A pesar de sus beneficios, la IA no es neutra. Los datos que se le ofrecen deben ser controlados con el celo de un secreto familiar. Algunos servicios garantizan privacidad; otros, más bien, la prometen con una sonrisa ambigua.
Mientras tanto, los educadores y capacitadores profesionales deben aprender a moverse en este nuevo ecosistema, con criterio, con valentía y, si es posible, con algo de ironía.
El futuro de la educación, se nos dice, será personalizado, adaptativo, inteligente y centrado en el alumno. Es una promesa bellísima, aunque sospechosamente parecida a una campaña publicitaria. La verdadera pregunta es: ¿qué espacio ocupará el ser humano en ese escenario tan perfectamente diseñado por no-humanos?

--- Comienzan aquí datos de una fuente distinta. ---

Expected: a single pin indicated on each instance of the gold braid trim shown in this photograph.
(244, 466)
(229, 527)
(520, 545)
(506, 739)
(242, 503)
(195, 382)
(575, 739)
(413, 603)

La escuela y la universidad son hoy el campo de batalla decisivo. No se trata de elegir entre resistirse o rendirse a la IA, sino de decidir cómo convivir con ella sin perder la brújula ética ni el sentido del oficio. Que este capítulo que la IA protagoniza en la historia del mundo no sea un epílogo melancólico, sino la apertura de una nueva era en la que, por una vez, el humano y la máquina se miren sin miedo. Y, quién sabe, hasta se rían juntos de lo mucho que todavía no comprenden.